Bailey experienced the same sort of clarity she’d felt when she told Ross she wasn’t going to Nevada with him. She knew her future would be changed by the decision she was about to make. Right or wrong, sometimes you had to go with your gut.

“This is probably a mistake, Paul, but it wouldn’t be our first.”

He brought his lips to within touching distance from hers. “Are you making a pass at me?”

“Pretty much.”

She looped her arms around his neck and waited for him to make up his mind. Her heart pounded so hard he could probably hear it. She moistened her lips in anticipation.

“Good,” he said. “Because I want you worse than I ever did in high school. And we both know I couldn’t keep my hands off you then.”

He slipped his hands under the shirttails she’d pulled free when she removed her belt and unbuttoned the waistband of her jeans after eating too much Korean barbecue.

“The feeling was—is—mutual,” she admitted. “But…we’re not the same people we were in high school. What if the weight of all my baggage suffocates us both?”

The look in his eyes said he understood completely. “Mine will more than even out the load, Bailey.”

The thought of them hidden by a wall of scarred old trunks and bags made her smile. She risked touching his arm. The skin of his forearm seemed a good deal more freckled than she remembered, the reddish gold hair wiry and thick.

“I can’t promise you anything, Paul,” she said. “So much is riding on OC’s recovery and we both know how unreliable he is.”

His hands settled at her waist. His fingers were warmer than they should have been, his touch sweeter and more penetrating that she wanted to admit.

“We’re not kids any more, Bailey. We’re two single adults who still have a thing for each other.

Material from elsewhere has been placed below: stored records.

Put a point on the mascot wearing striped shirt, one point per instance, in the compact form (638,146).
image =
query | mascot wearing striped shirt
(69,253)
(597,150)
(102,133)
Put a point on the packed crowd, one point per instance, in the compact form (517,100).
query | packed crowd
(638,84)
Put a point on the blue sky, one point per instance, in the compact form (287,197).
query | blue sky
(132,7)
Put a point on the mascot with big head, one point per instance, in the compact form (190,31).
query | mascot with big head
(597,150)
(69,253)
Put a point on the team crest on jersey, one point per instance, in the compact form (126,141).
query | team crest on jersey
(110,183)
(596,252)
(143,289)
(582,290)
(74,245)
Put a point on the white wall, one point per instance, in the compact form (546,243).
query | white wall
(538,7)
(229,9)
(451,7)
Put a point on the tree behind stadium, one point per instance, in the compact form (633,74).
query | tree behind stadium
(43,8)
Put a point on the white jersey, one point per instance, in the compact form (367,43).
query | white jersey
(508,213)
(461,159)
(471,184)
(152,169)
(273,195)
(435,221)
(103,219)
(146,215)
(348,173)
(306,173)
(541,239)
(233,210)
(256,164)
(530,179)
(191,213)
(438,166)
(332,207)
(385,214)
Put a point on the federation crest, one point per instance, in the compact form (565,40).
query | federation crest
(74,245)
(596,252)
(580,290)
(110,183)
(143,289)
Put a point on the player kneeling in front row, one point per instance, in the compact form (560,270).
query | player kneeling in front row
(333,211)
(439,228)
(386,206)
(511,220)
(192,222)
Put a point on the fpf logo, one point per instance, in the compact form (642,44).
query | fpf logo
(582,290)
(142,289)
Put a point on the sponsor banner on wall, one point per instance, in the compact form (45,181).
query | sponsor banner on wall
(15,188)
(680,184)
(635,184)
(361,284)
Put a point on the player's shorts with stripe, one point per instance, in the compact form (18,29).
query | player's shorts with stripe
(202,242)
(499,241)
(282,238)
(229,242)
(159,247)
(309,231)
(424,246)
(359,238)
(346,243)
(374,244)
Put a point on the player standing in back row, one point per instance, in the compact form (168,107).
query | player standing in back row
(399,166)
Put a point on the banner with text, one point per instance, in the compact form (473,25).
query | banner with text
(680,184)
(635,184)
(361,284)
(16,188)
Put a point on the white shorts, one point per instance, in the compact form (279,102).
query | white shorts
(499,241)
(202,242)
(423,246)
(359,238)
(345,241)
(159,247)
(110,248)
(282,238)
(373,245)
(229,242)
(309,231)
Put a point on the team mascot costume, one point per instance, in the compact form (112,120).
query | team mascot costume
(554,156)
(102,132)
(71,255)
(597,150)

People make love all the time without being in love. Why shouldn’t we?”

She liked that point. Maybe his divorce had left him just as bruised and disenchanted as she felt. What was stopping them from taking advantage of this reunion?

She grabbed the hem of her shirt and tugged it up and off in one single fluid movement. “I’m in.”

She tossed it toward the nearby chair. Where it landed, she had no clue. Her gaze was locked on the delighted surprise she read in Paul’s expression.

“For real?” he asked, his gaze dropping to her chest.

She looked down, too. She couldn’t remember what bra she put on that morning. She certainly hadn’t dressed for seduction. Luckily, she’d grabbed the pink lace. Her favorite. “For right now. Will that do?”

“Hell, yes. Everybody says focus on the now. I can do that. I can do that very well…when I’m looking at you.”

She took a deep breath, fairly certain her breasts would swell against the sculpted pink lace.

“God, Bailey, you’re even more beautiful than I remember.”

“Do you know what I remember?”

His tongue flicked back and forth across his lower lip. “No. What?”

“I remember that stupid shift knob of your truck poking me in the most inconvenient places at the most inconvenient times.”

He grinned and made a magnanimous gesture toward the bed. “No shift knobs in sight. But I could call Room Service if this is a sticking point.”

The last vestige of hesitation left her. She scrambled to her knees and tackled him. “The only thing I’m calling Room Service for is Death By Chocolate. I saw it on the menu. But first we have to work up an appetite. Sound like a plan?”

He wrapped his arms around her and rolled to one side, taking her with him. “The best plan evva, as Chloe would say. Let’s go for it.”

His lips were within inches of hers but he didn’t kiss her right away. First, he said, “I learned from our mistake, Bailey. I never travel without condoms.”

They’d used protection back then, too. But they’d been impatient. Careless. Rushed.

“Good thinking.”

She went off the pill when she and Ross got married, thinking they would start a family along with their new business. They’d tried but nothing took. For a period after his death, she’d beaten herself up about that, too. Now, she put the thought out of her mind.

Nothing was going to distract her from Paul’s kiss.